In this photo, they are sitting on my back patio, which could not look more different than my current back patio here in Green Bay, Wisconsin.
This is 55. When you stay young at heart, it shows. My husband has true love, peace, and happiness in his life, and for a man, that is everything. He loves his job, and his health has never been better. Most importantly, he knows how to play and not take life too seriously. I turn 55 myself next month, and try to follow his example as much as possible.
This is me the Summer of ’89 at 22 years old. I was lost and confused, but kept hearing people say, “college will be the best years of your life!” As I reached my late twenties, I heard how I was going to be “old” once I turned 30 – how ridiculous is that?!
By the time I reached 40, there was talk of being “middle aged”, and never in a flattering way. Luckily by then, I’d figured a few things out, like not caring about “they” and “them”. When I reached 50, I felt my best yet, even as people were welcoming me to the “over-the-hill” club.

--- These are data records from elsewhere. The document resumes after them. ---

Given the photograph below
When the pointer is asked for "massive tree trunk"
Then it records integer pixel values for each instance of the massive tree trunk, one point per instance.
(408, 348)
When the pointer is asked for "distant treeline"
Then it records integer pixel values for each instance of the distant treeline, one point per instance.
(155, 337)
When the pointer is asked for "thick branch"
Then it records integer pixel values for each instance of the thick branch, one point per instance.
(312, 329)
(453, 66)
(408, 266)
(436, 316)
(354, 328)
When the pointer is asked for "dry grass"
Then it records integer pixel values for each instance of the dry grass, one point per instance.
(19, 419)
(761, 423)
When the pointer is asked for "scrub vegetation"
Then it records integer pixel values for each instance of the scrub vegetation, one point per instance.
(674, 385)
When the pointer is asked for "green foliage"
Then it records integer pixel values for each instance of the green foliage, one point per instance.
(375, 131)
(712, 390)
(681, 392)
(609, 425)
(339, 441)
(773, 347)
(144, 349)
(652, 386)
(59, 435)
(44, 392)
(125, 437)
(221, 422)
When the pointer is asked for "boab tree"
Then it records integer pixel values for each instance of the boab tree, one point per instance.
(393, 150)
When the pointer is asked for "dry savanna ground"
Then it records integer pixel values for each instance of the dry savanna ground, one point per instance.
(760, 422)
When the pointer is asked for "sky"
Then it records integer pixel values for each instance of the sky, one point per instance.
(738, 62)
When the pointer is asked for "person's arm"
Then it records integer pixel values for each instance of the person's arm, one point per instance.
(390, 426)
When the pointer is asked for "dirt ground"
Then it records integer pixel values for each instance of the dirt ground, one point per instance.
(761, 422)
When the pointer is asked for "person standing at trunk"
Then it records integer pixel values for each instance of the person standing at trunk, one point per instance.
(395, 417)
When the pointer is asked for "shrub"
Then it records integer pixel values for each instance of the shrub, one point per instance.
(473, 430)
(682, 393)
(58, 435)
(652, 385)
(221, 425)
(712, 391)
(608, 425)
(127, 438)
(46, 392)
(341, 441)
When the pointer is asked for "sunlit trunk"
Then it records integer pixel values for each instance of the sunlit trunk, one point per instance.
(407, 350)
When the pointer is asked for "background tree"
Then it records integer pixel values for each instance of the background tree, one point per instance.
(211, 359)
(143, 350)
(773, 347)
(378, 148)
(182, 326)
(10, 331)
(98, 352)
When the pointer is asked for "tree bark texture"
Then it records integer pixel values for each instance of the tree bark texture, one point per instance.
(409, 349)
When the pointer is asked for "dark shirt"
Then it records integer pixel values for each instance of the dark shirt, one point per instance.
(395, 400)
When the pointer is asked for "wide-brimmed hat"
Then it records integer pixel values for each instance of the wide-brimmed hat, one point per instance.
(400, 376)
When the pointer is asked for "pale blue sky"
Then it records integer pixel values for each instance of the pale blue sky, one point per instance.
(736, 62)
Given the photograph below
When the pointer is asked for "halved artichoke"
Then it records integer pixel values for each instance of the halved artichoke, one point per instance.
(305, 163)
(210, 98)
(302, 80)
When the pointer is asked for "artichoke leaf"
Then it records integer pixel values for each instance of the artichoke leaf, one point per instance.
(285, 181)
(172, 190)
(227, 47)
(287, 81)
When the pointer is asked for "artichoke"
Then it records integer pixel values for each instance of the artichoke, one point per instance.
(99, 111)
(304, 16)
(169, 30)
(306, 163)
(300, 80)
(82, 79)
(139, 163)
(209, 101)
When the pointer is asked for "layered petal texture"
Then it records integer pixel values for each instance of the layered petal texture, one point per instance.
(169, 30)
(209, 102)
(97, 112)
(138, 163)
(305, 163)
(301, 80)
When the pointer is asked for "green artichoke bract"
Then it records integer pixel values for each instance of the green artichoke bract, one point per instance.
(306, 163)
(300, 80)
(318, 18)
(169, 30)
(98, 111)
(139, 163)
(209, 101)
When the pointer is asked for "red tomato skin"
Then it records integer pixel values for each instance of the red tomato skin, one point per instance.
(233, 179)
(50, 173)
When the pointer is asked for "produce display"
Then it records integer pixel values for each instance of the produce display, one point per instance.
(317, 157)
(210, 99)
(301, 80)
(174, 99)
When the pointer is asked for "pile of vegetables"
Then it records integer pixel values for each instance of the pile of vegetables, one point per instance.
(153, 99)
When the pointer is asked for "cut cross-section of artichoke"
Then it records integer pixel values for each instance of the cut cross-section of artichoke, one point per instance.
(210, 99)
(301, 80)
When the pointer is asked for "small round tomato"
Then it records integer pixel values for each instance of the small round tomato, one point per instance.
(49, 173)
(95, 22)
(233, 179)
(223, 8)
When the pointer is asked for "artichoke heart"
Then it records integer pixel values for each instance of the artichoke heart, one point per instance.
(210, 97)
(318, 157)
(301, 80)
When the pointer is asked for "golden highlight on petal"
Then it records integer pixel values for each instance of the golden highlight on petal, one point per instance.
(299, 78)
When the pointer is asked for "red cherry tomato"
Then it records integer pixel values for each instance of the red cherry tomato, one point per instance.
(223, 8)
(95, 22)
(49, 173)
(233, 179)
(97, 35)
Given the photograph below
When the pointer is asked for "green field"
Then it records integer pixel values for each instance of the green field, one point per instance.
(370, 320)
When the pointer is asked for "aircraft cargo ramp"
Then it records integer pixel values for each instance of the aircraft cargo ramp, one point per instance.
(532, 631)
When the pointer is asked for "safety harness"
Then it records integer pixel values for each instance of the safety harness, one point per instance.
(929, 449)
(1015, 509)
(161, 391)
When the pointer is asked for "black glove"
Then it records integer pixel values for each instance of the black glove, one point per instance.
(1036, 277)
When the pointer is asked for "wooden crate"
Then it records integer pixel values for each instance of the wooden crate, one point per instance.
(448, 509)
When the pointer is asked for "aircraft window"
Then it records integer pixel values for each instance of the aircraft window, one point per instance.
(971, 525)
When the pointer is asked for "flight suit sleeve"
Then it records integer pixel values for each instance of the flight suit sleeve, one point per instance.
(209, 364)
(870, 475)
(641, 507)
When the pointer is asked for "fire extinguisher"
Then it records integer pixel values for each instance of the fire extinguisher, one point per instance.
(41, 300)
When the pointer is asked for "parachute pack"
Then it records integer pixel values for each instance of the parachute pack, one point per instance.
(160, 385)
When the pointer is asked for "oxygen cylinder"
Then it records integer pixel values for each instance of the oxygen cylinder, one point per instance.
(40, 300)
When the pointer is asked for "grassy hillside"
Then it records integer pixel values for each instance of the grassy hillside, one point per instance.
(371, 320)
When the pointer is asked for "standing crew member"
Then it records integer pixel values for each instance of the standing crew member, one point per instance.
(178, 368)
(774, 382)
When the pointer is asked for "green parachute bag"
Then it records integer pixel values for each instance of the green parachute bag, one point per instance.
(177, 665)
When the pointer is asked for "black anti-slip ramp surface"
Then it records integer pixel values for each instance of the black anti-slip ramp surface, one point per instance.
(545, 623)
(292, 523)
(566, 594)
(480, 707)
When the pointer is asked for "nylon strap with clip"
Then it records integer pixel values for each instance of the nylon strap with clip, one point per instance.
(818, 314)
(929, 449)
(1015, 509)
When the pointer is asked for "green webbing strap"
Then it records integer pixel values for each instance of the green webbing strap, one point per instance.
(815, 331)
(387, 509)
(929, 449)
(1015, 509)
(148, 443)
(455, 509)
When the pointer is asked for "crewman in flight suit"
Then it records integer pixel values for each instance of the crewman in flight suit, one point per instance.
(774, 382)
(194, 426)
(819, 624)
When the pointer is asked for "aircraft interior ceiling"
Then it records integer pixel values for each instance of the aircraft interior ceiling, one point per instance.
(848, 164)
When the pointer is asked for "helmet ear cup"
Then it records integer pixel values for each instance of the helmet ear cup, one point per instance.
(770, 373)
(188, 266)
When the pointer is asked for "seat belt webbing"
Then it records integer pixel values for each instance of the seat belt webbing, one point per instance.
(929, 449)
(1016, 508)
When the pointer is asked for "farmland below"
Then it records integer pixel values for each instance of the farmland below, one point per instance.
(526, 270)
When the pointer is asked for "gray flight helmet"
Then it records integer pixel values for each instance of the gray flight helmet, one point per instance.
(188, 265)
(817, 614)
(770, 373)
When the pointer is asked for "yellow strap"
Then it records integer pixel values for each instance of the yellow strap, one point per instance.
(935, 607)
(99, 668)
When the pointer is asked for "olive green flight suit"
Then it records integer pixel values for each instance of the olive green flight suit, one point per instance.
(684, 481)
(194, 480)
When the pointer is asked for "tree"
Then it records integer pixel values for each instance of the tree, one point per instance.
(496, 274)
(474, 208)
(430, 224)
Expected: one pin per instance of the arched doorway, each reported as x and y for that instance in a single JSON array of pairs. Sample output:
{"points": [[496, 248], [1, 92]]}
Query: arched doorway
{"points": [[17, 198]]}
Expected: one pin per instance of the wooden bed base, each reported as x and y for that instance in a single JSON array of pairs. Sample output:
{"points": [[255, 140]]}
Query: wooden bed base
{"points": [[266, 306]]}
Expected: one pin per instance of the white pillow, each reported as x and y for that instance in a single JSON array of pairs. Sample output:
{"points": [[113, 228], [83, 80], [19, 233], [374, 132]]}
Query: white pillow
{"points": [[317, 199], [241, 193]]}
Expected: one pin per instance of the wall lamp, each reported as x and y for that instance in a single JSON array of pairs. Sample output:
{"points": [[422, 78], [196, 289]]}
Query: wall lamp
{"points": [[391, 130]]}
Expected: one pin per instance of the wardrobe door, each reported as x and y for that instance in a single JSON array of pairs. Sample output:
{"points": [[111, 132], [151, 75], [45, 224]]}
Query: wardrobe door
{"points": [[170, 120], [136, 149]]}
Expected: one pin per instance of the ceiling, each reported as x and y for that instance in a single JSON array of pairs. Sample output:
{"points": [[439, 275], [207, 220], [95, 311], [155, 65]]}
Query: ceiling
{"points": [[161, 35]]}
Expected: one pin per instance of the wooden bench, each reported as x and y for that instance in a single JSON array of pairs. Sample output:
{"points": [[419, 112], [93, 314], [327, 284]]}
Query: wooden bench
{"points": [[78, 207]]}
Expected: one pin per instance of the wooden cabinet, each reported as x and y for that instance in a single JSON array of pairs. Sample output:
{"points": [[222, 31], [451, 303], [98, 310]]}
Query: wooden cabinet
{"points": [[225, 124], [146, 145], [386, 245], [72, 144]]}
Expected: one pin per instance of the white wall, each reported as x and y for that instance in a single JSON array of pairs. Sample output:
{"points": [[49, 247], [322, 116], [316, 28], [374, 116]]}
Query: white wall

It’s all just nonsense. I wouldn’t trade who I am now at 54 for myself at 22 for a million dollars. Because aging, if you let it, brings immeasurable wisdom, peace, confidence, and focus. I truly believe – life before 50 is simply research.
Since March of 1990, I have moved countless times for school and work, including twice outside the US, to Sweden and Canada. I’ve lost some items along the way, but luckily several jewels, like this needlepoint, remain. My mom made this for me as a remembrance of our wonderful New Orleans trip. It’s things like this that are simply irreplaceable.
I just enjoyed an hourlong phone call with my mom. She’s at that age when you realize that each conversation could be your last.
We’ve had a lot of adventures and fun together over the years, and I will always cherish those memories. This is a souvenir photo from a riverboat trip we took when we visited New Orleans in March 1990. We were celebrating my 23rd birthday.
During our call today, I was talking about my life with my husband, the home we’ve created, and how I am managing my MS. She suddenly became emotional and said, “I’m really proud of you, Lisa … everything you’ve done.”
Well, that beam of sunshine just filled my whole heart and spirit. There’s just nothing like a Mother’s Love.
This photo was taken in 2003 when I attended the Kercher Family Reunion in Vail, Colorado. I had recently passed my Board Exams and had become a Licensed Clinical Psychologist in the State of Wisconsin.
When I look at myself here, I can see the absolute fatigue (mental, emotional, and physical) that I felt behind that smile. Fatigue is the most common symptom of Multiple Sclerosis, and mine started in college, along with dizziness, vertigo, and depression. I didn’t know these were all warning signs of MS. I just felt that life was so damn hard all the time.
I crashed out in 2006 after 3 years of clinical practice. That’s no surprise considering the fact that stress is one of biggest triggers for MS symptoms. For the next few years, I tried to pivot to a new specialty in Industrial Organizational Psychology, but as hard as I tried, I just couldn’t regain my strength.
As my dad said to me in 2010, “it’s strange, Lisa … it’s like you make progress, but then suddenly sink in quicksand.” My dad passed away in 2011, and I was diagnosed in 2016. He would be very sad about my MS, as my mom is, but it does finally explain why I was always struggling.
The MS diagnosis came when I temporarily lost use of my left hand and arm in August 2016. I had multiple MRIs done that showed lesions in my brain and spine which is hallmark MS. I also had multiple blood tests done to rule out other illnesses. It is a devastating diagnosis to receive, but in some ways, it has been a relief. For the past 5+ years, I have been able to re-examine my life, and it all makes sense to me now.